Foram cerca de 90 os imigrantes que na segunda-feira abandonaram o barracão em Pedrógão, no concelho da Vidigueira, onde, durante os últimos quatro meses, estiveram “acondicionados” sem condições. Foram trabalhar “noutros locais no Alentejo e em Espanha”, disse nesta quarta-feira ao PÚBLICO o presidente da Câmara Municipal da Vidigueira, Manuel Narra. O autarca diz que o edifício não tem alvará de casa de habitação, por ser uma oficina para arranjo de viaturas que se encontra desactivada. O seu proprietário é emigrante na Suíça, mas “acaba por ser um elo nas redes mafiosas, que aproveitam as casas devolutas”, acrescentou

Quando os inspectores da Autoridade para as Condições de Trabalho (ACT) se deslocaram no final de Dezembro ao barracão encontraram um cenário de filme de terror. “Não cabia nem mais uma pessoa e contámos cerca de 60”, refere o inspector Carlos Graça que coordena uma equipa nacional de combate ao trabalho não declarado. O PÚBLICO observou um conjunto de fotos que foram tiradas ao interior do espaço. As camas eram paletes em madeira, umas por  cima das outras, junto às paredes. Caixas de papelão, sacos de plástico e roupas amontoavam-se com colchões de esponja. O número de bilhas de gás ultrapassava a meia centena para alimentar os respectivos fogões. Não havia privacidade. Só o chefe de grupo tinha o privilégio de dormir dentro do “escritório” da oficina. As necessidades fisiológicas só podiam ser satisfeitas no exterior do barracão.

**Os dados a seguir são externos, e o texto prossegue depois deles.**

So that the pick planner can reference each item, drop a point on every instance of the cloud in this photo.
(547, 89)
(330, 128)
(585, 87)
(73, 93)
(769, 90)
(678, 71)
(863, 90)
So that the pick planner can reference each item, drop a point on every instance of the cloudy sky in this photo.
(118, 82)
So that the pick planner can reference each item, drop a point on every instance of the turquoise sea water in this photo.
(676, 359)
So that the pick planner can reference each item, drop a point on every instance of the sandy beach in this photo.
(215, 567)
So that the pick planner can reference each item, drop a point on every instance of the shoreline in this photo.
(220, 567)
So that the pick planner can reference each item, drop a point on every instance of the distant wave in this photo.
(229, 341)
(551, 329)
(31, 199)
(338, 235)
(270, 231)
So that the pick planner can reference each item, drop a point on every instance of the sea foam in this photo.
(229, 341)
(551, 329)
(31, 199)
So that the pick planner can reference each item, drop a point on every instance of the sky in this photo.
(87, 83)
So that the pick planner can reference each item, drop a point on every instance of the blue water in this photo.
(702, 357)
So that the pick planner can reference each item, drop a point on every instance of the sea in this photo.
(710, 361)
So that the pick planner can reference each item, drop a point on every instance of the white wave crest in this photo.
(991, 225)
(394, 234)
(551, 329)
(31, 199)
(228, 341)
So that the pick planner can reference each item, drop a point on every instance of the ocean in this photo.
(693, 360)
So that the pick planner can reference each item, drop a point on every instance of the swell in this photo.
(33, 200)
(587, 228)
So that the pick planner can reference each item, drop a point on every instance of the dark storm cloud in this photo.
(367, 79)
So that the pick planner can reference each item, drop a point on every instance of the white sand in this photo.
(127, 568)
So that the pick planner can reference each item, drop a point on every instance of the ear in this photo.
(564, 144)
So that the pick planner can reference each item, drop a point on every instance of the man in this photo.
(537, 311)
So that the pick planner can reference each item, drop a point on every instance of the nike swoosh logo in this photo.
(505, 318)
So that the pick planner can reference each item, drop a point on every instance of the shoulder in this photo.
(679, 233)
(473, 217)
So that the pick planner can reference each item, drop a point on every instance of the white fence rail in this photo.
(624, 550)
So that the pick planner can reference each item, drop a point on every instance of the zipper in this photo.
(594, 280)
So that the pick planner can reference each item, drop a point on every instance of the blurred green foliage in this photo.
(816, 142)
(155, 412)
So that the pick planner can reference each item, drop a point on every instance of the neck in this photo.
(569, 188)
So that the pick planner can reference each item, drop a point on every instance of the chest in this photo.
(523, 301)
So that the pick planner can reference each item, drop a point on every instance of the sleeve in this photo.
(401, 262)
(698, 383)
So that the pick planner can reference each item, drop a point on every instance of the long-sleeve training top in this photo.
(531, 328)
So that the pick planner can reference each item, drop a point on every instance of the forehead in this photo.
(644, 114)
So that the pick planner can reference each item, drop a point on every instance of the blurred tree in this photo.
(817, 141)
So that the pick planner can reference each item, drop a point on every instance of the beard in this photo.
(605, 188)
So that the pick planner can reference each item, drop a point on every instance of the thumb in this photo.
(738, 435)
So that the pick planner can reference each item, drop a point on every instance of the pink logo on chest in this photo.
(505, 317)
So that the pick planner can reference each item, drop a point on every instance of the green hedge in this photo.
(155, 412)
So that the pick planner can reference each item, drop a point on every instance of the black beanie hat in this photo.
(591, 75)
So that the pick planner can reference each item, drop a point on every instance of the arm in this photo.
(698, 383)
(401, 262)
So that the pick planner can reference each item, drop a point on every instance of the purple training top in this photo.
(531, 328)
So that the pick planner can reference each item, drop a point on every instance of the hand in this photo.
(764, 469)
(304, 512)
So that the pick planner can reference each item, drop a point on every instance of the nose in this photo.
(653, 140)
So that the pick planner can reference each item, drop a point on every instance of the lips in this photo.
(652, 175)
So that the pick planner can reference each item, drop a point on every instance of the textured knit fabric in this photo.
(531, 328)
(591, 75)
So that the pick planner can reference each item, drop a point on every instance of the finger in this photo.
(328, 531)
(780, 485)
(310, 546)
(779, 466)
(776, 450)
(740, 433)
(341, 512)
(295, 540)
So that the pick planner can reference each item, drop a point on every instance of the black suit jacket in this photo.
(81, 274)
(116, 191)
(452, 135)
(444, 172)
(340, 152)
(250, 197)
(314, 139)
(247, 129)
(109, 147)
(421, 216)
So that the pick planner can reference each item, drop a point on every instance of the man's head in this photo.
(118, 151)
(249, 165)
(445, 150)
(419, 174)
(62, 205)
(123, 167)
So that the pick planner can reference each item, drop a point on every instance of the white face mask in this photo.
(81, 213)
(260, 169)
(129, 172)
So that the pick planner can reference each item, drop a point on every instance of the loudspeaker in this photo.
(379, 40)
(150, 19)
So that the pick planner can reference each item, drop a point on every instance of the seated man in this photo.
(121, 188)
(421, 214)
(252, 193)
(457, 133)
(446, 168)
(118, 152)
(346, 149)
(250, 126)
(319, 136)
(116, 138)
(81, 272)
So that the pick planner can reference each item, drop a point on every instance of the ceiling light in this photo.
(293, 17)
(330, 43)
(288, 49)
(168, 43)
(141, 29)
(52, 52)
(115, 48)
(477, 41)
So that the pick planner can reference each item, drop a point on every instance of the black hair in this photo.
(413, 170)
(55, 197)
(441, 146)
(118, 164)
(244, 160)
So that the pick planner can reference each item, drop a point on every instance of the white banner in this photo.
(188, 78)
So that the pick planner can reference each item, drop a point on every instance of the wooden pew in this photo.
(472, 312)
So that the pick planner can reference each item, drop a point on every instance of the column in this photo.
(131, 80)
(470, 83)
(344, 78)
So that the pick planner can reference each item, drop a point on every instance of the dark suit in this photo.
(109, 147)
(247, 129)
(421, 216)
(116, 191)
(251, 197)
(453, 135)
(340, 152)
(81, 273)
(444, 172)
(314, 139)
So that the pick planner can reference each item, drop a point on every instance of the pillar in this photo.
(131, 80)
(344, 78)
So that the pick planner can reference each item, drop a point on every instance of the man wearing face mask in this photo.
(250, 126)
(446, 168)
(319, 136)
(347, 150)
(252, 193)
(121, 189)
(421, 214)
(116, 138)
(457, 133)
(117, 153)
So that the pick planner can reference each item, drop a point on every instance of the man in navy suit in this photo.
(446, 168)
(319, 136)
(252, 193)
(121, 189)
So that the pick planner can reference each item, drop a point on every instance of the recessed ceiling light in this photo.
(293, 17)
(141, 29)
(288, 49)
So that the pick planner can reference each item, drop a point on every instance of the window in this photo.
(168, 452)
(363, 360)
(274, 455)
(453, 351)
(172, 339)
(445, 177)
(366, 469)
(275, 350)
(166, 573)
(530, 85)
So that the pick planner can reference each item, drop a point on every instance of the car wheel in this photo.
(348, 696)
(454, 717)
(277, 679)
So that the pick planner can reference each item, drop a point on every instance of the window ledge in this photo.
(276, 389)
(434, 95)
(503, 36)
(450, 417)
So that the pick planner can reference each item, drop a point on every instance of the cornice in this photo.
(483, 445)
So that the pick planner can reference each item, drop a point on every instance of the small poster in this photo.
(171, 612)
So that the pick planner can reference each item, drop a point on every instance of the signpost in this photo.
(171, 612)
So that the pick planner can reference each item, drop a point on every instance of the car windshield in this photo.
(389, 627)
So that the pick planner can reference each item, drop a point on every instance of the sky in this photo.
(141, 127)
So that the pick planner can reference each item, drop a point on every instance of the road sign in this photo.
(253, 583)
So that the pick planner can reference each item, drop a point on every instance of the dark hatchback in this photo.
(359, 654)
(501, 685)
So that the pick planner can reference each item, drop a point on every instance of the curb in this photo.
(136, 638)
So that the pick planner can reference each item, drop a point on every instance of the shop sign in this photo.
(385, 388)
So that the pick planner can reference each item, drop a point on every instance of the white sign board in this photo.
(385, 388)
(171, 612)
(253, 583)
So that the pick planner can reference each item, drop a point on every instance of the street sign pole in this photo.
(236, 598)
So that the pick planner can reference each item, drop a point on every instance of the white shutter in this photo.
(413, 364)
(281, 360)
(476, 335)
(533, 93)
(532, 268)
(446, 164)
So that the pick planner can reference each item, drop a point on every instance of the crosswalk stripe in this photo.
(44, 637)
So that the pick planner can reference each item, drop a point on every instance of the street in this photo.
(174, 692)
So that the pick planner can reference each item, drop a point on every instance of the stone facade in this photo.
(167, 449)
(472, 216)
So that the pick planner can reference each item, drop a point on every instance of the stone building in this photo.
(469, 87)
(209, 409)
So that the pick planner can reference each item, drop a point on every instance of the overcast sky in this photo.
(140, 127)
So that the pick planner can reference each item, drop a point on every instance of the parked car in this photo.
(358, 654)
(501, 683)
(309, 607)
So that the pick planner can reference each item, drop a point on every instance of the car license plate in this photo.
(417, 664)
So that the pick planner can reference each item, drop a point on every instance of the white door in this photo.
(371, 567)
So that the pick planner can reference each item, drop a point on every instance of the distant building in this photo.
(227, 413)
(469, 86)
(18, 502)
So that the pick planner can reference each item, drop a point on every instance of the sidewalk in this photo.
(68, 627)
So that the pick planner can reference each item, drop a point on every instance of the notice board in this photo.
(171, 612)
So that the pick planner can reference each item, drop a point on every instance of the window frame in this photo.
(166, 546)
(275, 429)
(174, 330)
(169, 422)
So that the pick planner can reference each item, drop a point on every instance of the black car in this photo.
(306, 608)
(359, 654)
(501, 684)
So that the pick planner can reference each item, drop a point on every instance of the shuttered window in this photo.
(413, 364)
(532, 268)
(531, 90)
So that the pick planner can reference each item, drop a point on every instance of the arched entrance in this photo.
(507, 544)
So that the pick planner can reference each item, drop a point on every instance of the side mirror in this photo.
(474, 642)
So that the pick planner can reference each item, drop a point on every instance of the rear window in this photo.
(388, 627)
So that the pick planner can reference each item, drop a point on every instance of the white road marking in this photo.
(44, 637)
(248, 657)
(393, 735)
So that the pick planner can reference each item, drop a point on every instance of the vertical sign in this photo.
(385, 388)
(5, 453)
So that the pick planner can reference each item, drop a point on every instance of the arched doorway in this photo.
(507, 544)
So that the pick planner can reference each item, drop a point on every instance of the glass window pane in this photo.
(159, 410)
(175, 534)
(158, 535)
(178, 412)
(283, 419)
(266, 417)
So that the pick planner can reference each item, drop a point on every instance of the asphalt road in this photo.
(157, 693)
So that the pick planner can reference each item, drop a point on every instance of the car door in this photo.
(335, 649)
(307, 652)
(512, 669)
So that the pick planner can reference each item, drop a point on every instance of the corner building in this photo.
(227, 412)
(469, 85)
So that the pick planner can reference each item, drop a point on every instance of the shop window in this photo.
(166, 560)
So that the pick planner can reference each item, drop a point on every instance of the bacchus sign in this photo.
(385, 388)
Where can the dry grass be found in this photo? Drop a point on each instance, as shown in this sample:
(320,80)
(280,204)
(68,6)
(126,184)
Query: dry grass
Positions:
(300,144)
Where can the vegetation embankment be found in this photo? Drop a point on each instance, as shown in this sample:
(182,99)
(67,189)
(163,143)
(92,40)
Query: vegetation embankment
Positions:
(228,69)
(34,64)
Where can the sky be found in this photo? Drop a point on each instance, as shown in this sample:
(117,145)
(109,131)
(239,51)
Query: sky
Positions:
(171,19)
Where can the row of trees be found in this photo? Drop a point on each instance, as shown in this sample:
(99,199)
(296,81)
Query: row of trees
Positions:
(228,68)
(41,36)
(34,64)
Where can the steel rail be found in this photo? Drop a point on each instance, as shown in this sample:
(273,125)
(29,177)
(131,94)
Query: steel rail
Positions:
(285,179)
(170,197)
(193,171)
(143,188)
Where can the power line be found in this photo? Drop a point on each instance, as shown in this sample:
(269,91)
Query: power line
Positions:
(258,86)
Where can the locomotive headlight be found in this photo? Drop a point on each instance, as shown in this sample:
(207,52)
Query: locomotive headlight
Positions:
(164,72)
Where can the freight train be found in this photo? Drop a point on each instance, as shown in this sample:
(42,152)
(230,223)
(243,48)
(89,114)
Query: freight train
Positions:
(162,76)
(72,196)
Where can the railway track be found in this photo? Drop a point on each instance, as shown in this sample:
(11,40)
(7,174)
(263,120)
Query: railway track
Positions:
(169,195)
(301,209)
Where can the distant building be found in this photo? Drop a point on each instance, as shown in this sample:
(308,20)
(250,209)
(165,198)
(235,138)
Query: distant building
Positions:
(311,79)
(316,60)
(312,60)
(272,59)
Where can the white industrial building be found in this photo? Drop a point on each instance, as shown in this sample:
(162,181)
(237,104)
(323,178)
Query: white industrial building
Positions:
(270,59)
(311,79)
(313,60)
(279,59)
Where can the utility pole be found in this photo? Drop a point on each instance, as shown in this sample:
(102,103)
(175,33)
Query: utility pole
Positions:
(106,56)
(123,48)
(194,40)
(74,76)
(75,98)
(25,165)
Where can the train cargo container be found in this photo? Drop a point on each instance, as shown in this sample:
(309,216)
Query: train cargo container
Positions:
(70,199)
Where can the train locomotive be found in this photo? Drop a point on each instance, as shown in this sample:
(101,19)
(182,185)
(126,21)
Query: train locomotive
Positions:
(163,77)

“Imagine um incêndio naquele espaço” frisou Manuel Narra, que esteve com o PÚBLICO junto ao barracão, sublinhado que nada mais podia fazer senão aplicar uma coima pelo facto de o espaço não estar licenciado para habitação.

O PÚBLICO questionou a Procuradoria-Geral da República sobre se há algum inquérito em curso a este caso, mas não obteve resposta até à hora de fecho desta edição.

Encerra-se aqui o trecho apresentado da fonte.